27 Sep All in the Family
by Barbara Padolina
Barbara is happily married and the mother of a large family. The family enjoys going on family trips (road ones are the best!), watching films together and sharing home-cooked meals with those invited to their home. This article was written for her blog Mom At Large and is reprinted with permission.
Allow me to gush: I love being a part of a large family! Eight kids, all singletons –thank you very much! I have friends who have more than eight, and some who are close to the number. For now, we (my husband & I) are at “eight”. God willing, we will be blessed with more.
I have a very good friend who has told me more than once that being a part of a large family is an education in real life itself. Consider this: you do not always get your way. You must watch where you are going or else risk trampling on some poor, unsuspecting smaller member who has yet to learn how to walk. You must be on time for everything, including and most especially meals. (Hunger seems to preclude counting of heads to make sure everyone gets their share.)
On paper, we do not look too promising: one-income earner, stay-at-home mom, lots of mouths to feed. But life is not lived on paper, and the truth is we have what we need, and oftentimes more than what we need. Whatever we may lack materially, we more than make up for with the sense of family that is so much a part of our life.
Is this experience limited to large families only? Thankfully, it is not. It may be more pronounced in a large family because of the ever-present need to help one another. Rooms are almost always shared by siblings. Things are passed down from an older sibling to a younger one. There is a natural need to consider the others. The same sense of family can and should be present in all families, regardless of size.
When we take on the considerations of the mother of a large and poor family (as a saint I am greatly fond of liked to say), what is most important comes to the fore. The non-essentials fall by the wayside.

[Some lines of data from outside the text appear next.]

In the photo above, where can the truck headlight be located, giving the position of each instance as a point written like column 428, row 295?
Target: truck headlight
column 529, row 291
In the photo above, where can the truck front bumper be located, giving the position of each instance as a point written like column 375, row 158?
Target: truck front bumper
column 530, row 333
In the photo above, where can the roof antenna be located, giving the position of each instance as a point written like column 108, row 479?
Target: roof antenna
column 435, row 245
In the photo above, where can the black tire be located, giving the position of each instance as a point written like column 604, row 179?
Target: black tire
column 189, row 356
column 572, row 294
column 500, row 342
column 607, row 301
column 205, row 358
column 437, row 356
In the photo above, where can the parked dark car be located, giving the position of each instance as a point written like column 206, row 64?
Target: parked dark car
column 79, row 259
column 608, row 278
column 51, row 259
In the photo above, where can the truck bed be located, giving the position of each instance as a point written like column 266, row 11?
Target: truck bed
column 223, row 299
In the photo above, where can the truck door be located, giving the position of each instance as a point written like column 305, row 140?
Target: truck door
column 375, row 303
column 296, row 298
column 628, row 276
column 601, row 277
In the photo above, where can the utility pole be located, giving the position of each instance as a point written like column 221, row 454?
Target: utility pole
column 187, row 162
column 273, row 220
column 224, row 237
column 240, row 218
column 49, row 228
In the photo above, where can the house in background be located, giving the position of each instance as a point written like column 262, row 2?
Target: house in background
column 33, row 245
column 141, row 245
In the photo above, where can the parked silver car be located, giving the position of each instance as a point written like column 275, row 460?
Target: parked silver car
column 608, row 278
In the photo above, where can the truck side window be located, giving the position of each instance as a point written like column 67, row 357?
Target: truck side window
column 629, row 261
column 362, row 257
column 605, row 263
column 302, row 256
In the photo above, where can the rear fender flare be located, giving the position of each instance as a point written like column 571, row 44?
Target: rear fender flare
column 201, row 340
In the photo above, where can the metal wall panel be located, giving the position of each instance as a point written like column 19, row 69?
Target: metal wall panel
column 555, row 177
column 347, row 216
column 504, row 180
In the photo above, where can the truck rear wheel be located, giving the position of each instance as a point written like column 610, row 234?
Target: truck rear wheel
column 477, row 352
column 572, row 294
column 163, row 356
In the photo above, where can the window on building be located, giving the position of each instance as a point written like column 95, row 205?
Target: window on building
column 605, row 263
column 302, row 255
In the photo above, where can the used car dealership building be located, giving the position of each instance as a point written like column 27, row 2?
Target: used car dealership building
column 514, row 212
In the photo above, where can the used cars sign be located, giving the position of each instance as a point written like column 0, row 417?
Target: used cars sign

We use things well and are not frivolous with what we have. We look out for each other. We try to do our work well because what we do matters. There is no room for selfishness because there are always others to bear in mind. And what a great blessing it is to have others to consider in the quiet of our hearts and to fill us with joy!
We are all connected with each other — our very humanity underscores this truth. It is a gift we must pass onto and teach our children about. Our kids need to learn how to be compassionate, understanding, concerned for others. In other words, our children need to know how to love. And we are each blessed with opportunities to teach them by example, every single one of them.